A friend of mine feeds a flock of white pigeons and was told that one had been hit by a car. After two days of looking for the injured pigeon she found Snowflake but almost simultaneously another person found and identical white pigeon (Crystal) sitting in a gutter full of poop with a broken leg. One of them could have been hit by a car, I don't know.  Or it could have been a cat...or a hawk. Snowflake would have fought back, whatever it was.

Snowflake and Crystal were delivered to me at the same time and Snowflake immediately revealed that he was no ordinary pigeon by parading as if he had the tail of a peacock, bowing back at anyone that bowed to him, running up and down his cage in a fury whenever Crystal (in the cage above) made a sound and generally showing that he was unique. Crystal was just good and quiet, healed nicely and moved into the aviary where he paired up with tiny Gonzo who had the splay leg and overgrown beak. 

Cynthia


----------



## John_D

*couple more from Suz*

two more pics of Poulette's pigeon. As I said to Suz, how can one think of feral pigeons as being 'wild' birds 

John


----------



## Poulette

It always amazes me how a pigeon is so much bigger than a domestic dove! He looks like a giant, dominating the situation. He is in charge of 6 little ringneck cousins  
I thank John for his help posting the photos.
Suz.


----------



## TaylorGS

Oh, this picture is so funny, does your bird think it is real?
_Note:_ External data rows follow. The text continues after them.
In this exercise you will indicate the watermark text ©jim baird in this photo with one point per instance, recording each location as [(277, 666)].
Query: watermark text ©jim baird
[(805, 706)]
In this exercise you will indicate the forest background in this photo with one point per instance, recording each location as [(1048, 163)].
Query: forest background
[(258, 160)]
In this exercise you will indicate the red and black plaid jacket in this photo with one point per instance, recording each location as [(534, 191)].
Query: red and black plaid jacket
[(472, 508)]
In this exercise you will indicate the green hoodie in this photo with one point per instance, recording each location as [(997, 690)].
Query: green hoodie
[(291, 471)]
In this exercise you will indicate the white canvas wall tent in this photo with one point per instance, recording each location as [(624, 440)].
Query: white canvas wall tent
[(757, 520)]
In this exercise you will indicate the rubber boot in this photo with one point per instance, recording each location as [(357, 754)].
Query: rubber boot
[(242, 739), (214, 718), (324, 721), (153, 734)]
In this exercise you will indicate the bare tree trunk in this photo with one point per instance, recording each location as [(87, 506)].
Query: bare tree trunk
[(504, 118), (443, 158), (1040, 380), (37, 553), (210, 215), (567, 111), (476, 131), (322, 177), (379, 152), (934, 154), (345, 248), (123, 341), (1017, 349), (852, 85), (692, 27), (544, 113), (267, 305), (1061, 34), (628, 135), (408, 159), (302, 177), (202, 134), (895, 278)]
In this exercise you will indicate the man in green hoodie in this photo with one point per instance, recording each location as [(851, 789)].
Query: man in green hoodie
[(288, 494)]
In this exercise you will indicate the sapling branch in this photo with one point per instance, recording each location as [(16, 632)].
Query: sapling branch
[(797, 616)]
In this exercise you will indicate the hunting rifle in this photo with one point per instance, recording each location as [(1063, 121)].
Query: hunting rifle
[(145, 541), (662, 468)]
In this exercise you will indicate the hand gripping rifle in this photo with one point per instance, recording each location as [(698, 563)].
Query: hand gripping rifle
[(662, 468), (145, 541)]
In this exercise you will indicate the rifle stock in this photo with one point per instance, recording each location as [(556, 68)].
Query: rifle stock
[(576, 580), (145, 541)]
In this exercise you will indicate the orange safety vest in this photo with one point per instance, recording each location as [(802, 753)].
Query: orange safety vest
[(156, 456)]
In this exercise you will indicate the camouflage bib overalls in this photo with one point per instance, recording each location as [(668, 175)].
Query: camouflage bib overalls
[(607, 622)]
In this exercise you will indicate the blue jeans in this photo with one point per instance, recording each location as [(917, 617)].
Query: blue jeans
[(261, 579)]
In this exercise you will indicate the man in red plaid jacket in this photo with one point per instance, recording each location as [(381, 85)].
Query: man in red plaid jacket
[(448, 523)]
It seems like it. lol


----------



## Poulette

Well the pigeon knows that this strange female only moves when I am next to her... When they sit together in his nest, he is moaning and looks very happy!
Suz.


----------



## Pete Jasinski

Oh Suz he's such a sweetheart! He looks so happy with his friend like a match made in heaven, or China depending on where his friend was made  A feral bird can show as much love or even more then one domestically raised. My Duds loves people so much you'd think he was hand raised from a squab. 
Pigeons are amazing creatures and I'm ecstatic to have been given the honor of being caregiver for one.


----------



## Lolita's Mom

*Toys for pigeons*

I have greatly enjoyed the photos and stories of the toys for pigeons.
These have been most interesting ! But Lolita and I are not to be outdone. My daughter, receiving my word that the Ty Peace Dove (Beanie Baby) was a coveted pigeon toy for my Lolita, bought her one from Ebay. I now have my own pictures to share! Lolita made a very low purrrrrring sound when she first saw the Ty toy. (I had never heard this sound from her before.) But then Alice, the cat stole it from her. When Lolita got it back, she yelled at it and pounced on it - so I guess it was no longer pristine enough for her! I will try to put the photos up here. If they are too large, I will put them on my photo site at:
community.webshots.com/user/gkoehler

They are under Lolita.


----------



## Reti

Can't wait to see the photo's.
The link doesn't work though. Can you try again, please?

Reti


----------



## Pete Jasinski

I love the pics, they're great & Lolita's a beautiful pidgie! Now I'm going to have to get Dudley a peace dove of his own. He has an odd assortment of stuffed friends including Nemo a fuzzy shark an Easter chicken and a giant hamburger which he built a nest around.


----------



## Lolita's Mom

*Toys for single pigeons*

Hey Pete!
I want to know about the hamburger that your pigeon
built a nest around. Not that I am going to copy you
and try to find the exact hamburger that you have, somewhere on Ebay.(Don't bet on it - Lolita seems to be competitive and covetous?)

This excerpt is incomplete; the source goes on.